Under the present circumstances that prevail in most parts of the U. S., there is not much motivation for those who do not have the exquisitely sensitive global-political conscience of Ms. Bonneau to reduce one’s weekly trash production.  To speak personally, my city provides us with three (plastic, sorry) trash barrels, each capable of holding a couple of cubic yards of stuff.  One is for green waste that presumably goes to a compost pile somewhere, another is for specific types of recyclable materials (plastic, glass, aluminum), and the third is for any general trash that can’t go into the first two.  For what it’s worth, our contribution to the recycle bin is usually larger than our contribution to the trash bin, and I’ve often felt kind of silly tossing one small bag of trash into that great big bin each week.  I suppose I should have felt guilty for using it that much.

Here’s an idea which probably won’t be very popular, because it would cost people money.  But I’ll float it anyway.  The technology exists for trash-pickup trucks to register the net weight of everybody’s trash as they stop and lift it with those big fork kind of things into the truck.  What if you were charged by the pound for your trash?  And what if it was a pretty steep charge after a first flat rate?  That would get a lot of attention from people who currently don’t give a flip about how much stuff they throw out.  It has the advantage of letting folks who value plastic above money to keep doing what they’re doing, but it would re-train the rest of us to buy stuff that leaves less trash behind. 

A brief Internet search turned up a single instance where this idea has been tried:  in 1993, in California, naturally.  A trash-pickup firm serving Thousand Oaks and Ventura experimented with a prototype system from a North Carolina firm.  But on the day a reporter came to witness the first public trial, the system got weights wrong by three to six pounds and missed one trash can entirely.  For whatever reason, even though the idea has been around for more than twenty years, it hasn’t caught on.

So that means if you want to reduce your contribution to the global trash pile, you are more or less on your own.  Ms.
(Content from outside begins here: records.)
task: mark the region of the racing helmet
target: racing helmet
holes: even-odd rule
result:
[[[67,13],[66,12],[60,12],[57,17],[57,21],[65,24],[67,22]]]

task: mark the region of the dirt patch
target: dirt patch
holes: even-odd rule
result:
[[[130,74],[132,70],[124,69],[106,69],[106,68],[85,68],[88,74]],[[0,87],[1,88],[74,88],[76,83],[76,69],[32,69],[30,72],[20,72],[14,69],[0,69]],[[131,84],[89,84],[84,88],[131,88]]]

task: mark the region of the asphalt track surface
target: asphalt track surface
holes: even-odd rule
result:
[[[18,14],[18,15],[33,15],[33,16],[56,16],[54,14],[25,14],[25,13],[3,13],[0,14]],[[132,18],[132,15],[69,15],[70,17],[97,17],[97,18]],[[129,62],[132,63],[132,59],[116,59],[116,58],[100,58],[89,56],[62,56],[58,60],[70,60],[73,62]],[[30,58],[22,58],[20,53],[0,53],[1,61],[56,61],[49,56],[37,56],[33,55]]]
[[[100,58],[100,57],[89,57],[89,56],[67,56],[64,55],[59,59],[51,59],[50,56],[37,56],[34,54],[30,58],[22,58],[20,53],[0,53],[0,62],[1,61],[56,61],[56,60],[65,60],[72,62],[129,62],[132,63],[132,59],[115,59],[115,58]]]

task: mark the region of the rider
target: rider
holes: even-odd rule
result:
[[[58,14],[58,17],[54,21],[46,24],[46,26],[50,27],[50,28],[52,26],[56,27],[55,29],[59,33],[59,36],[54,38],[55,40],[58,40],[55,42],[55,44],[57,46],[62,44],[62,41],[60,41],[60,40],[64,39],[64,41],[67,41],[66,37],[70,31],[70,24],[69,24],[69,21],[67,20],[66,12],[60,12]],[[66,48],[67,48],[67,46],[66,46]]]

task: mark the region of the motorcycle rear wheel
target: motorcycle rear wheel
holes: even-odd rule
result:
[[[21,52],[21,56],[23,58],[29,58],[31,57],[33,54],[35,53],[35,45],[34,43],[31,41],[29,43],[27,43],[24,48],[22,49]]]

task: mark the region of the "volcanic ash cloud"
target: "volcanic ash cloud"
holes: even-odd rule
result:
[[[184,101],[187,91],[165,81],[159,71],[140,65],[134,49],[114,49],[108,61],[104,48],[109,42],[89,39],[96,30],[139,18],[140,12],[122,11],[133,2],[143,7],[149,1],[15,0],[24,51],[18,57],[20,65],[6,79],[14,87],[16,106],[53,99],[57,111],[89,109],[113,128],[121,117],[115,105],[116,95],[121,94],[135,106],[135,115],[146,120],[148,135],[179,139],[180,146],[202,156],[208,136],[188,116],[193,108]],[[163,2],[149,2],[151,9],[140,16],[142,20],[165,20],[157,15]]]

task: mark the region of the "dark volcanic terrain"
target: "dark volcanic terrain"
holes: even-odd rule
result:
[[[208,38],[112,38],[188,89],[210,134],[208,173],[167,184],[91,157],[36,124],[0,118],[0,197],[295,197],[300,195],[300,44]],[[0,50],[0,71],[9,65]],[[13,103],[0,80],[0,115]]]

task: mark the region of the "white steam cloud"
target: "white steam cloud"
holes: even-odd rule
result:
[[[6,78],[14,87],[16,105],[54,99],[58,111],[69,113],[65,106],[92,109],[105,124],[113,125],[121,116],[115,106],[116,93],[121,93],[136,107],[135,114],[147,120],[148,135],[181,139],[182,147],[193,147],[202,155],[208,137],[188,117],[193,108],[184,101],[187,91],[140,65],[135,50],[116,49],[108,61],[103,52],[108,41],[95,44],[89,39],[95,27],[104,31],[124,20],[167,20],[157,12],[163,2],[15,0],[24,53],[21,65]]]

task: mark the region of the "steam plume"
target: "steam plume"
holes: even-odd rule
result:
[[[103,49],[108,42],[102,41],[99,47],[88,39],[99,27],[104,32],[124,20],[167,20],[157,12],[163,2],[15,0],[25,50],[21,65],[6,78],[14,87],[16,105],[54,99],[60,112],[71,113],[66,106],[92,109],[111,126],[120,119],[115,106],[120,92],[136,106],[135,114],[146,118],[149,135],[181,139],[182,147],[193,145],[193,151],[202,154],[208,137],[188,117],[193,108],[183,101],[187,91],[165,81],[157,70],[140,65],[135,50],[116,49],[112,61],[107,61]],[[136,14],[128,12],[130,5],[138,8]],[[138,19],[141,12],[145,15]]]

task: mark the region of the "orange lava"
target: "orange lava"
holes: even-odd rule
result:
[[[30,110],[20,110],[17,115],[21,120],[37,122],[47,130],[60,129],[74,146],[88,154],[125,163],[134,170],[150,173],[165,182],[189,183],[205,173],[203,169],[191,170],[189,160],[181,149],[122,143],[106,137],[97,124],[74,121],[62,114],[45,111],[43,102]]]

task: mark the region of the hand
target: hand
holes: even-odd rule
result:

Bonneau’s example is out there for anyone who wishes to try it, but outside of the famously ecologically-minded culture of the Bay Area, you may be regarded as a little eccentric.  For most of us, making small changes in what and how we buy things will help some.  For example, after I read Jen Hatmaker’s 7 Experiment:  Staging Your Own Mutiny Against Excess, I started reusing the plastic bag I put my lunch sandwich in, keeping it for a week instead of throwing it away every day and getting a new one.  That’s about as small a change as you can make and still be able to say you’ve done something, but it’s better than nothing, I suppose.

Sources:  The article “Way beyond recycling:  How some Bay Area families are trying to get to zero waste” appeared on the San Jose Mercury-News website on July 20, 2018 at https://www.mercurynews.com/2018/07/20/way-beyond-recycling-how-some-bay-area-families-are-trying-to-get-to-zero-waste/.  I also referred to the Los Angeles Times story from May 12, 1993, “Pay-Per-Pound Trash Pickup System Tested” at http://articles.latimes.com/1993-05-12/local/me-34368_1_trash-weight.  And if you are interested in why Christians should get with the reduce-waste program, you can read Jen Hatmaker’s book 7 Experiment:  Staging Your Own Mutiny Against Excess published in 2012 by Lifeway Christian Resources.